Filipa não está sozinha. Segundo Alberto Barros, director de um centro de fertilidade, o fim do anonimato dos dadores afecta milhares de pessoas que constituem “um grupo silencioso que não vai manifestar-se em frente ao Parlamento nem à porta do Tribunal Constitucional (TC) porque vive o problema no recato familiar”. Em causa está o facto de, à boleia do pedido de verificação da constitucionalidade da lei que regulamenta a gestação de substituição, o TC ter considerado que a regra do anonimato dos dadores de material genético com vista a possibilitar a fecundação da mulher atenta contra o direito à identidade pessoal e genética da criança.

Na sequência deste acórdão, o CNPMA perguntou em comunicado pelo destino a dar aos embriões criopreservados produzidos com recurso a gâmetas de dadores anónimos. E anteviu uma “redução significativa dos potenciais dadores com repercussões negativas para os beneficiários”, alertando ainda para a discriminação que daqui resulta entre a compatibilização do direito das pessoas nascidas com recurso a gâmetas ou embriões doados em regime de anonimato com o direito dos dadores à manutenção do sigilo quanto à sua identidade legalmente consagrado à data da doação”.

No centro de PMA dirigido por Vladimiro Silva, o remédio para não suspender os tratamentos em curso foi recorrer ao banco de esperma da Dinamarca, que trabalha com doadores não anónimos, por um lado, e, por outro, telefonar a alguns dadores que se disponibilizaram para abdicar da garantia de anonimato.

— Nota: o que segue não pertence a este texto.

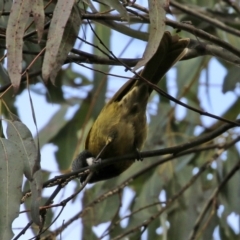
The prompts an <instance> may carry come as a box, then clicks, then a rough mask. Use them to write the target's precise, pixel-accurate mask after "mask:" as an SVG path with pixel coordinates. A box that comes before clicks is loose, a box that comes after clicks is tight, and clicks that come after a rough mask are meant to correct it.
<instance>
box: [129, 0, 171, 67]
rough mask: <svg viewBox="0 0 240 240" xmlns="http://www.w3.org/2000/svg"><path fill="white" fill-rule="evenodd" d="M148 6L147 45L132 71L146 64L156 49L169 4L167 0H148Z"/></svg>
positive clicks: (162, 30) (164, 24)
mask: <svg viewBox="0 0 240 240" xmlns="http://www.w3.org/2000/svg"><path fill="white" fill-rule="evenodd" d="M148 6H149V19H150V25H149V38H148V43H147V47H146V49H145V51H144V54H143V57H142V59H141V60H140V61H139V62H138V63H137V65H136V66H135V67H134V69H133V70H134V71H136V70H137V69H139V68H140V67H142V66H144V65H146V63H147V62H148V61H149V60H150V59H151V58H152V56H153V55H154V53H155V52H156V51H157V49H158V46H159V44H160V42H161V39H162V36H163V33H164V31H165V22H164V20H165V13H166V12H165V9H166V8H167V7H168V6H169V1H168V0H158V1H156V0H148Z"/></svg>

Reacção "defensiva e prudente"

Porém, a longo prazo, o especialista acredita que num país que, como Portugal, sofre de uma crónica falta de dadores mesmo sob anonimato o que está em causa é a possibilidade de continuar a assegurar os tratamentos de procriação medicamente assistida. “Muitos dos tratamentos estavam a ser feitos por via da importação de células a partir de Espanha, mas este recurso fica agora também posto em causa porque em Espanha vigora o anonimato que deixamos de poder garantir”. No limite, conclui Vladimiro, “a questão que se colocará não é a de saber se a criança tem ou não direito a conhecer o pai mas a nascer ou a não nascer”.

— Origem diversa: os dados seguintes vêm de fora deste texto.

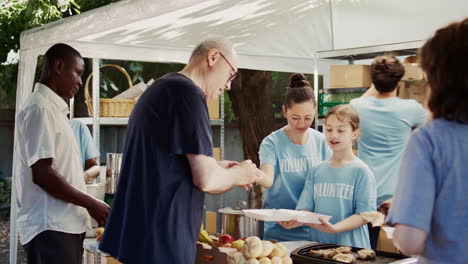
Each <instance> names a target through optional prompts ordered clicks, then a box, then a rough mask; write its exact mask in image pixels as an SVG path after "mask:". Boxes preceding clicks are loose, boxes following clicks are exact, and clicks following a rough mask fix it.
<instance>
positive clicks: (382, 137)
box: [350, 55, 428, 249]
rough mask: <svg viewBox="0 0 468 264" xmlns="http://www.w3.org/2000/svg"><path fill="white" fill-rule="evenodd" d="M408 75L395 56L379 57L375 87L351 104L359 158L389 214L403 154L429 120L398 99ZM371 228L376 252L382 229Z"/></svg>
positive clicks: (409, 100) (351, 103) (375, 64)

Sem condenar a reacção “defensiva e prudente” do CNPMA, o médico alcandora-se no próprio acórdão do TC e nas leituras contraditórias que dele fazem vários constitucionalistas para defender que há aqui a possibilidade de criar um regime de transitoriedade que permita prosseguir com os tratamentos sem desperdiçar o material genético já doado. “O tribunal não baniu instantaneamente o anonimato. No artigo 80.º, admite a possibilidade de anonimato dos dadores quando haja razões ‘ponderosas’ para tal”, recorda. Ora, no seu entender, e à semelhança do que se passou em Inglaterra, aquando da transição para o não anonimato, deveria criar-se um período de transição em que vigoraria um sistema misto: “Os dadores com material já doado que queiram continuar anónimos devem ser autorizados a tal, vigorando o princípio do não anonimato para as doações feitas a partir de uma determinada data.”

Este regime de transitoriedade faz sentido também para Alberto Barros porque só assim será possível evitar a suspensão dos tratamentos em curso e a descongelação e a eliminação de “centenas e centenas de embriões” que foram doados no pressuposto do anonimato.